KEiiNO approach Melodi Grand Prix with amounts of energy, enthusiasm and concentrated vigour unmatched by others. Their debut in the competition in 2019 was spectacular. I watched from the audience inside the Oslo Spektrum on a cold March night in 2019, and it was clear immediately they’d triumph; only the vocal fan club of runner-up Adrian Jørgensen sat to my left thought otherwise. KEiiNO’s first return in 2021 with Monument was a magical opportunity, thwarted only by the star power Tix brought on his debut in the competition. 

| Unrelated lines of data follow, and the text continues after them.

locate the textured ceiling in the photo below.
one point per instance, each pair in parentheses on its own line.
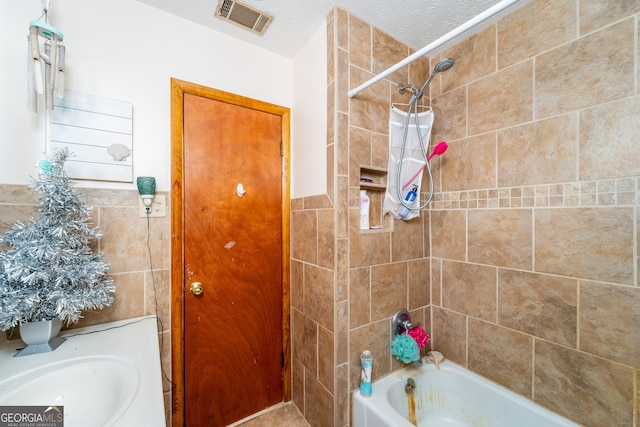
(413,22)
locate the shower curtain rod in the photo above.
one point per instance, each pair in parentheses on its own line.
(495,9)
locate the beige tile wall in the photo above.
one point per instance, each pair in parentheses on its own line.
(374,273)
(527,272)
(534,234)
(140,280)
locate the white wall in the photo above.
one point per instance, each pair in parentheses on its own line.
(309,118)
(126,50)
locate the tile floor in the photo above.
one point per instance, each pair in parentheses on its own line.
(282,415)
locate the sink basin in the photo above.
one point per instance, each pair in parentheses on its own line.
(110,383)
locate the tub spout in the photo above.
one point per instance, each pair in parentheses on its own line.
(409,386)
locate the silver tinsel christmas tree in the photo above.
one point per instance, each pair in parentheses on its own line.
(47,267)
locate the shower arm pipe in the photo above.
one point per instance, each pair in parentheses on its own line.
(495,9)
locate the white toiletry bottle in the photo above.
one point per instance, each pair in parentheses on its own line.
(403,211)
(366,361)
(364,210)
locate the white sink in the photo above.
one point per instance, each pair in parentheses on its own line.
(101,378)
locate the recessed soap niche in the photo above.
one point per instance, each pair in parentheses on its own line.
(374,180)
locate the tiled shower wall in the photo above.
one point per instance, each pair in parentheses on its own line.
(140,273)
(348,283)
(534,235)
(530,247)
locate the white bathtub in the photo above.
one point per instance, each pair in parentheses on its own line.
(449,397)
(102,376)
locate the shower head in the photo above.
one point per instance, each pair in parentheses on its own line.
(440,67)
(443,65)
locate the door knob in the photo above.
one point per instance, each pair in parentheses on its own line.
(196,288)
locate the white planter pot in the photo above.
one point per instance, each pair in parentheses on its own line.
(40,337)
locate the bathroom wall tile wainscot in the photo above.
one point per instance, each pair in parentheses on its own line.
(140,282)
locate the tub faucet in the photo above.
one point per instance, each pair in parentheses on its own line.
(409,386)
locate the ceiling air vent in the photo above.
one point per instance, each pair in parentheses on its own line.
(243,15)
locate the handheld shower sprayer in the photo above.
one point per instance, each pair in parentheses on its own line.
(439,149)
(440,67)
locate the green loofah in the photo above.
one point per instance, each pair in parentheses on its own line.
(405,348)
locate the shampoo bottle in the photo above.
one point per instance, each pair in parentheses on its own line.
(366,361)
(364,210)
(411,196)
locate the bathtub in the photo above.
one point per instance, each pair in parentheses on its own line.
(449,397)
(105,375)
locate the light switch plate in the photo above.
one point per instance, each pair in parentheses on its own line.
(158,207)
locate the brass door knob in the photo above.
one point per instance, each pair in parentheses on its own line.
(196,288)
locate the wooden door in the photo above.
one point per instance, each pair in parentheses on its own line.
(232,237)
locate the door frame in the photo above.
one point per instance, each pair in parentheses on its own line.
(178,287)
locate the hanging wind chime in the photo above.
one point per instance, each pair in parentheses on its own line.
(45,67)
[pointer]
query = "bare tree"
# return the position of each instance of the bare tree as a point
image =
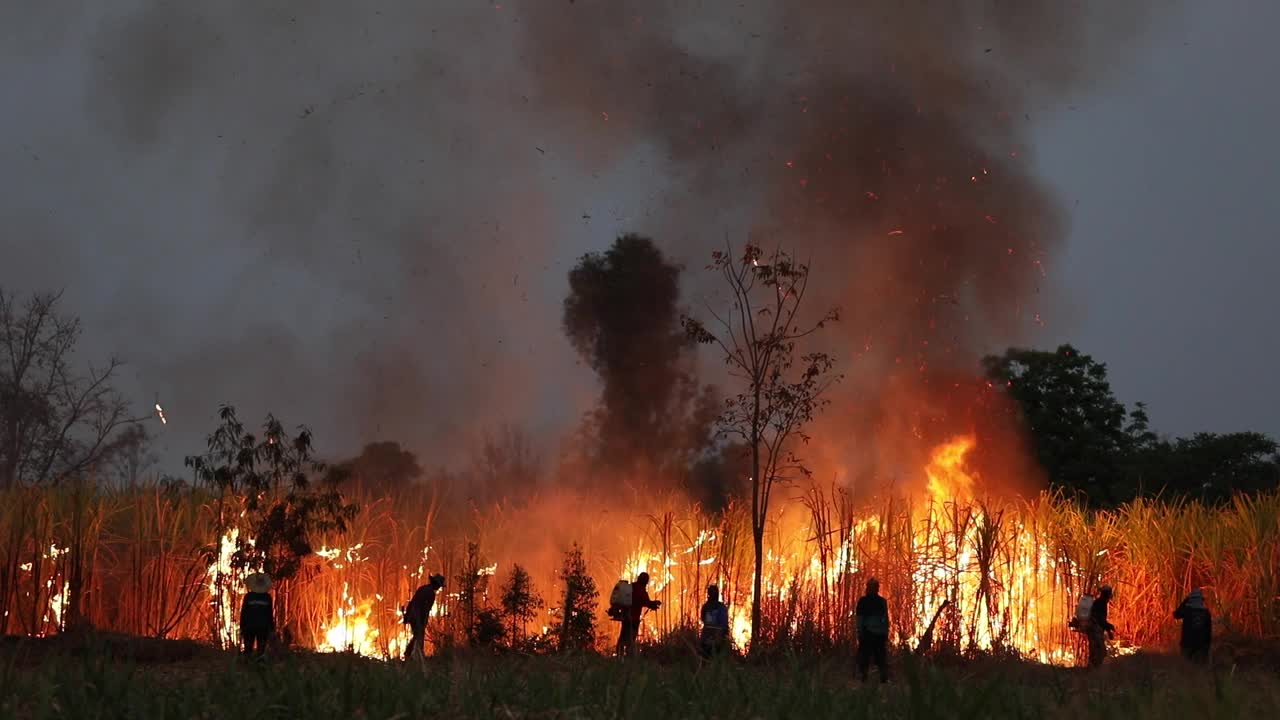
(55, 423)
(778, 397)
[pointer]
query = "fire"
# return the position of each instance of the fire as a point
(351, 630)
(982, 601)
(972, 573)
(224, 583)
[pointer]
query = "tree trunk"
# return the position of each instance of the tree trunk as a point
(757, 522)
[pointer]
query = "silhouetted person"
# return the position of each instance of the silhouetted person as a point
(257, 616)
(416, 614)
(1197, 627)
(631, 619)
(714, 623)
(1097, 625)
(872, 632)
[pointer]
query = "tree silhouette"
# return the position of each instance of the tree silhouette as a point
(520, 602)
(577, 614)
(758, 336)
(55, 422)
(622, 315)
(268, 479)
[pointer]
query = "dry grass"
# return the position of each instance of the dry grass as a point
(1013, 568)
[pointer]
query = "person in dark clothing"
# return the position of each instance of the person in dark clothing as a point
(631, 620)
(1098, 625)
(257, 616)
(417, 611)
(1197, 627)
(714, 623)
(872, 614)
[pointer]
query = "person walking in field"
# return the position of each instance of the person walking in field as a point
(1098, 625)
(257, 616)
(872, 614)
(631, 618)
(416, 614)
(1197, 627)
(714, 623)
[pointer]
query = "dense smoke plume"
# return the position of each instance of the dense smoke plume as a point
(622, 315)
(362, 218)
(883, 140)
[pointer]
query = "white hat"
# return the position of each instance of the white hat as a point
(259, 582)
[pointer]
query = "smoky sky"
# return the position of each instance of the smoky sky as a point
(362, 218)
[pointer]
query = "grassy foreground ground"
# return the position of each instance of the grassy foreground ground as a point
(191, 682)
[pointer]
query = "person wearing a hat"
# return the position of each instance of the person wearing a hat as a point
(1197, 627)
(257, 616)
(1098, 624)
(417, 611)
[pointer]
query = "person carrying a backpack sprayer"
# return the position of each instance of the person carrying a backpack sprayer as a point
(257, 616)
(416, 614)
(1091, 619)
(714, 623)
(627, 607)
(1197, 627)
(872, 614)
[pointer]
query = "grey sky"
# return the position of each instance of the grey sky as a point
(296, 305)
(1170, 174)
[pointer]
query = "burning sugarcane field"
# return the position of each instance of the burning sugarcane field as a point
(602, 358)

Now, KEiiNO are reborn. Damdiggida is a song the group wouldn’t have created in their earliest guise. We are living in the realm of KEiiNO 2.0. Left behind for this track is the group’s absolute dedication to joik and Sámi-inspired folk tones – although they exist in small doses – with hyperpop and electronic pushed to the fore, perhaps to win favour with the difficult-to-please juries who did the group over at Eurovision in 2019. 

The live performance has everything. Rotan leads the line impeccably for the first minute or so as if it were a solo project, before the song explodes at 100, no, 200, no, 300mph. The introduction of Hugo playing the keytar and Buljo damdiggida-ing, partnered by silver lip-adorned box heads busting EuroClub’s next must-have moves is a joyful delight. Hugo didn’t forget his lyrics when he sang the bridge either – there is a god! 

KEiiNO are a safe pair of hands. Watching them perform is a fusion of being draped in a comfort blanket and being high on euphoria. In those three minutes, an illusion is created that nothing is wrong with the world, and that’s a safe place to exist in. 

For NRK, too, KEiiNO are a known quantity. Stig Karlsen and the rest of his dedicated team know what KEiiNO can do. The group are dedicated to the cause and they’ll put in the hard yards that other acts may not in order to achieve success for Norway. 

A successful Eurovision performance must consist of the singer, the song and the staging. One thing can be added to that illusive triangulate template to elevate it: a moment. As I said, when Hugo and Buljo are revealed it gives the performance of Damdiggida the X factor, but their break for freedom from their translucent cage, marching to join Rotan is, too, a moment

This isn’t my gushing stream of adoring consciousness for KEiiNO. Yes, I think they’re an asset to the Norwegian music scene and I like their songs, but I’m not a super fan hailing their crowning glory for the sake of it. I didn’t go to see the trio perform in my home city when they came to town and I didn’t increase my mobile phone bill tenfold to ensure my country gave them douze points in Eurovision five years ago. What I saw and heard on Saturday night gave me a buzz, and the rest of Europe deserves that buzz too.